OREGON – A leaky roof, old wiring, and an inefficient heating-and-cooling system are just a few of the problems that plague the century-old building that houses the Ogle County Sheriff’s Department.
The problems have become serious enough that a new building is a better solution than repairing the old one, Sheriff Michael Harn said.
“There’s too much to fix. Twenty-three years ago this building was considered a temporary office,” he said. “If it was an easy fix, it would have been fixed a long time ago. It would be more cost-effective now to build a new building.”
The two-story brick structure at 103 Jefferson St. was built more than 100 years ago as the headquarters of E.D. Etnyre Co.
The county took over the building and adjoining property more than 20 years ago. Other buildings on site serve as storage and garage space, the county morgue, and the county Emergency Management Agency headquarters.
“Last year, we were having a meeting in the training room when the ceiling collapsed due to rain,” Harn said.
A new boiler doesn’t provide adequate and even heat, the sheriff reported, and the electrical wiring and the phone system need to be updated.
“Breakers and fuses blow all the time,” Harn said. “The wiring is as old as the building.”
The employee break room is in the women’s restroom, he added.
The biggest problem may be that the narrow doorways, maze of a hallways, and tiny restrooms do not meet the requirements of the Americans with Disabilities Act.
At the recommendation of the Long-Range Planning Committee, the Ogle County Board voted 17-5 on Nov. 20 to pay Saavedra Gelhausen Architects of Rockford $158,000 to design a new building, which could cost about $2.5 million to build, committee Chairman Dennis Williams said.
“Any money we put into the current facility is a disservice to the taxpayers,” Williams said. “That building has outlived its usefulness.”
Money would come from the Long Range Planning Fund, which has been earmarked for building projects and large capital expenditures, including construction of the judicial center in 2005 and the courthouse remodel in 2010.
The fund comes from fees that garbage companies pay to dump refuse in county landfills, about $3 million a year.
Harn said he envisions a new 10,000-square-foot, one-story building on the east side of the property.
Once the new building is completed, the old one could be demolished to make way for parking. The site is large enough to accommodate a new jail, too, at some point, he said.
“Everything we need for years to come could be right here.”
It will be up to the new board, which will be seated Monday, to weigh the cost and decide whether to approve the project.

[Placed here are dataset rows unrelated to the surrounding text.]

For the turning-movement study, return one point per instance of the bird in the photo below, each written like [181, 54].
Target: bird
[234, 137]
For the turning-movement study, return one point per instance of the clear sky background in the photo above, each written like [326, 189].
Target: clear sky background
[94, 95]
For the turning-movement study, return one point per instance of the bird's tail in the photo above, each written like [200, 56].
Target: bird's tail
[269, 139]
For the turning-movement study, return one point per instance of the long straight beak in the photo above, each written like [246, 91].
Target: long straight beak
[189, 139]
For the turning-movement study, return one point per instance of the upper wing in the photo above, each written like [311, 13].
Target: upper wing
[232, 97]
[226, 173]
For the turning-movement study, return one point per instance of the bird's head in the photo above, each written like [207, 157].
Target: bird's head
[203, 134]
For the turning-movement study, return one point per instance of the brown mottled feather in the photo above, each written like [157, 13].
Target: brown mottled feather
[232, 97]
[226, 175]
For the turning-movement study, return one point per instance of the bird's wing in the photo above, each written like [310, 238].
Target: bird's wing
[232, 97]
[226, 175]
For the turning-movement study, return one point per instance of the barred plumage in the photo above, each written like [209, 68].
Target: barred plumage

If approved, construction will not begin until at least 2014, Williams said.
Board passes balanced budget; new members to be sworn in Monday
OREGON – As one of its last official acts, the Ogle County Board last week approved a $44.9 million balanced budget.
All 24 newly elected board members will be sworn in on Monday.
Retiring board Chairman Jim Barnes of Oregon thanked the board for its service.
"I've enjoyed working with all of you," he said. "We haven't always agreed, but we got things done. When I became board chairman 2 years ago, I said I had two goals – to balance the budget and have more unity on the board. We've done that."
Taking office Monday will be 12 incumbents and 12 newcomers elected Nov. 6. Of the newcomers, Jerry Brooks of Oregon previously served on the board; he was Ogle County sheriff from 1970 to 1990.
Thanks to reapportionment, the entire board was up for election this year.
Federal law requires that population-based district boundaries, from the U.S. Congress to local governing bodies, are redrawn after every census to make sure the representation of citizens remains equal. The law also requires that the population of each district be nearly the same.
Based on the 2010 census, the county is now divided into eight districts instead of four. Each new district will be represented by three board members.
Once seated, the new board will elect a chairman and vice chairman. Board members will also draw straws for the length of the terms they will serve.
Half will get 2-year terms, and half 4-year terms. All terms will be 4 years in subsequent elections until reapportionment occurs again ahead of elections in 2022.